Hiking minimum wage
Los Angeles Mayor Eric Garcetti and Chicago Mayor Rahm Emanuel, among other city and state officials across the country, have recently proposed raising the minimum wage well beyond the current state-mandated levels of $9 an hour in California and $8.25 in Illinois. And public opinion polls generally show widespread support for these actions.
Low-income workers could take home from $1,000 to $5,000 more a year, and in an era of increasing inequality of income and poverty rates that hover around 15 percent nationally, that is not an insignificant boost.
Yet this advocacy raises some troubling questions, among them whether it’s an appropriate government intervention in the free market. In general, except for temporary measures to prevent, say, price gouging in the aftermath of an unexpected disaster, we as a nation generally regard price controls as bad social and economic policy.

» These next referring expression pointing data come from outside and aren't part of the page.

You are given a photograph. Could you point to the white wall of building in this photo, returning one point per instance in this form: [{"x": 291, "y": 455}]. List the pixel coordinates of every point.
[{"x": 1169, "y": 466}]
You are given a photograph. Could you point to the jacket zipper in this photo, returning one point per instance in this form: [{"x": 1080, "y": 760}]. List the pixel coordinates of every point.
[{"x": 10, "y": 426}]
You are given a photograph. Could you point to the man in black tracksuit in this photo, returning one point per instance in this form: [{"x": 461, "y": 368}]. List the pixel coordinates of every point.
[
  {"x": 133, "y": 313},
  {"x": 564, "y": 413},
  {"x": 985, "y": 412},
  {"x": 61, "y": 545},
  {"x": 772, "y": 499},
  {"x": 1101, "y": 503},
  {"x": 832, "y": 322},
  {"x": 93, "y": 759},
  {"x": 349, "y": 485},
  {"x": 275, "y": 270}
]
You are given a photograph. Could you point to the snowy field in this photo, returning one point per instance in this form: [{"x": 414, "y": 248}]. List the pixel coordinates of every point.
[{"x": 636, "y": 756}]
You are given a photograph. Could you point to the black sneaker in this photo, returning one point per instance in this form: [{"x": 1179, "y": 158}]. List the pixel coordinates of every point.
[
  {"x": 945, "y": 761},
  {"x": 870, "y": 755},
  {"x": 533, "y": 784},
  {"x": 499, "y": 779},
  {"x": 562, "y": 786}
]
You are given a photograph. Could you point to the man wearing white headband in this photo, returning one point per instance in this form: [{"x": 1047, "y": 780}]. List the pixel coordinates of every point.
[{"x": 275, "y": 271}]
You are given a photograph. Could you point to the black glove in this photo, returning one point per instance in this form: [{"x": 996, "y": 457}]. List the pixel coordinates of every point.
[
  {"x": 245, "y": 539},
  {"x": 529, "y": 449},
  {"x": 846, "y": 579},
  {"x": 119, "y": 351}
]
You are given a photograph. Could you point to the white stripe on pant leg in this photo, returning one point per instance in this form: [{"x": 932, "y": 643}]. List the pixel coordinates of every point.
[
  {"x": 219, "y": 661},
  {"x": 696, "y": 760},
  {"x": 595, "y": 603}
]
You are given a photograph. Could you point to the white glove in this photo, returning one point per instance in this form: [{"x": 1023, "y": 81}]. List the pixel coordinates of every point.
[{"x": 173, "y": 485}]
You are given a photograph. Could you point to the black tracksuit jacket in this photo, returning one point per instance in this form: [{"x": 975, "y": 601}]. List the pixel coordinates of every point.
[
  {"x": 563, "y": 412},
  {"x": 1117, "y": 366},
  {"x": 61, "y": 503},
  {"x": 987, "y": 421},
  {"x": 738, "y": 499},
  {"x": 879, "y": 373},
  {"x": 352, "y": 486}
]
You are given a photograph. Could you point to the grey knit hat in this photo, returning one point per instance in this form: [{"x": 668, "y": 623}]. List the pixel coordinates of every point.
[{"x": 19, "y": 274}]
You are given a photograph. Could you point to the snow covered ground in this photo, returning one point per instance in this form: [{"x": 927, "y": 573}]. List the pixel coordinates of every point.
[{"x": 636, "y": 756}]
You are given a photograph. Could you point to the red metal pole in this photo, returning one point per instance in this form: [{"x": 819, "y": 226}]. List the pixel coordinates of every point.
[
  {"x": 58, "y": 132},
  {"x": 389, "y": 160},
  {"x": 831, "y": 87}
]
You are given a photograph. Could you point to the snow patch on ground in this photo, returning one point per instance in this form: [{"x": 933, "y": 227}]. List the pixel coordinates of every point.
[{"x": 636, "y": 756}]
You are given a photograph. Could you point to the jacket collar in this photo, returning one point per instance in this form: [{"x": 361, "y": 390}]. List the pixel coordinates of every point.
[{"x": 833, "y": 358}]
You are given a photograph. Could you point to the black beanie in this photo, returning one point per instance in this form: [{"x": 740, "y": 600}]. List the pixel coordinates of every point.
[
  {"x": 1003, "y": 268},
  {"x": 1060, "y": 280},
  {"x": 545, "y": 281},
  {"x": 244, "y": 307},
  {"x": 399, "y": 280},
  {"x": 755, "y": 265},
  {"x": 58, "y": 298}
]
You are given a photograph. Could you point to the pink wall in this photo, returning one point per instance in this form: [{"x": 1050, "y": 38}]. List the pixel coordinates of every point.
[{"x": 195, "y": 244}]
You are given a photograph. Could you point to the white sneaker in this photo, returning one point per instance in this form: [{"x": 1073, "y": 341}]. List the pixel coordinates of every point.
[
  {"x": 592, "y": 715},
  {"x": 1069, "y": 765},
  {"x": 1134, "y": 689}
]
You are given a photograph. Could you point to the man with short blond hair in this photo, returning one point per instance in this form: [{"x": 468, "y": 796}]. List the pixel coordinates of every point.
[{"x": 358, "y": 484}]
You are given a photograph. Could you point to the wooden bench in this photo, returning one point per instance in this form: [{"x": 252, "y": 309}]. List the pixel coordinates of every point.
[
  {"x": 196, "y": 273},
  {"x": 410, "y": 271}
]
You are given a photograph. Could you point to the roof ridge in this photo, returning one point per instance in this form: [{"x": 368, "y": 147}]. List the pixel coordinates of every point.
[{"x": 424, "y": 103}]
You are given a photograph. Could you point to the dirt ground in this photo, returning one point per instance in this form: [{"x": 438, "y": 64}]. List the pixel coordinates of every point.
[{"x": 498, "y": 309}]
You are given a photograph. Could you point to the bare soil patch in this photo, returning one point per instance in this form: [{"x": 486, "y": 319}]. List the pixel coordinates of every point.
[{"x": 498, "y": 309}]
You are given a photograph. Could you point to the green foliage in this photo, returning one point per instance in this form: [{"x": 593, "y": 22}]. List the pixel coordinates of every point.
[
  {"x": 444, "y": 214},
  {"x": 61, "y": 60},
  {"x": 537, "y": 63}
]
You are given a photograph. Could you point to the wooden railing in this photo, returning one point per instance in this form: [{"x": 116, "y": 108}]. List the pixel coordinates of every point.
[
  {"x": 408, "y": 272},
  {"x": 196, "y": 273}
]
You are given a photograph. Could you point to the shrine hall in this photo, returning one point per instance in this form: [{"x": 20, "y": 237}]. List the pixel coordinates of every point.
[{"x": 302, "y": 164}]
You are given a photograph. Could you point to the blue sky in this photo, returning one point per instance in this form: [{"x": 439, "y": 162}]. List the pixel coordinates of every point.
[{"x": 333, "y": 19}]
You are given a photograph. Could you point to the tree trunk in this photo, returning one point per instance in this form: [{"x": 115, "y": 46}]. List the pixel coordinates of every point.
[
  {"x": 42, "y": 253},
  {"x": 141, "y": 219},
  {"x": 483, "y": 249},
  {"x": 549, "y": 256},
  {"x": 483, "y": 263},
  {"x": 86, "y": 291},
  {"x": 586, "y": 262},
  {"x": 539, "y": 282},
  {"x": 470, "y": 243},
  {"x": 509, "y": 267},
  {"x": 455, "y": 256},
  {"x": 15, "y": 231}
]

Instead, we allow businesses to charge whatever the market will bear and rely on competitive market forces to keep prices in line with costs. Thus, we don’t tell Nike what price to put on its sneakers or McDonald’s how much to charge for a Quarter Pounder. The presence of competitors for their products, along with reasonably informed consumers, keeps McDonald’s and Nike from marking up their burgers and shoes unconscionably. And in the 21st century, thanks to huge drops in the costs of communications and transportation, coupled with increased international competition, businesses arguably have less power over consumers than they have ever had.
The same pressures of competition also affect the other side of the market — that is, wages. Businesses are under pressure not to unilaterally cut wages, because workers, like customers, have alternatives; they can quit if an employer isn’t paying market rate and look for employment elsewhere. This very real threat keeps firms from reducing pay. Even without minimum wage laws, the interaction of supply and demand would conspire to keep wages about what they are today, based on workers’ experience, productivity and discipline.
The argument made in some quarters is that raising wages has little downside for businesses. Higher pay, the theory goes, would allow them to attract higher-quality workers and make even higher profits. But such hypotheses ring hollow.
…The chief argument against the new trend in cities and states of mandating a higher minimum wage is that it’s not the best way to achieve the goal of pulling hardworking people out of poverty.
In the short run there are more efficient, less intrusive avenues to improve the economic lot of unskilled workers in this country. Tweaks to the federal government’s Earned Income Tax Credit program would be one way to put more money into the pockets of those who need it. Longer term, the goal should be to improve human capital prospects for those at the bottom of the economic ladder, ensuring that all people have opportunities to develop the skills and knowledge that will make them worth far more than the current wage rate or poverty standard.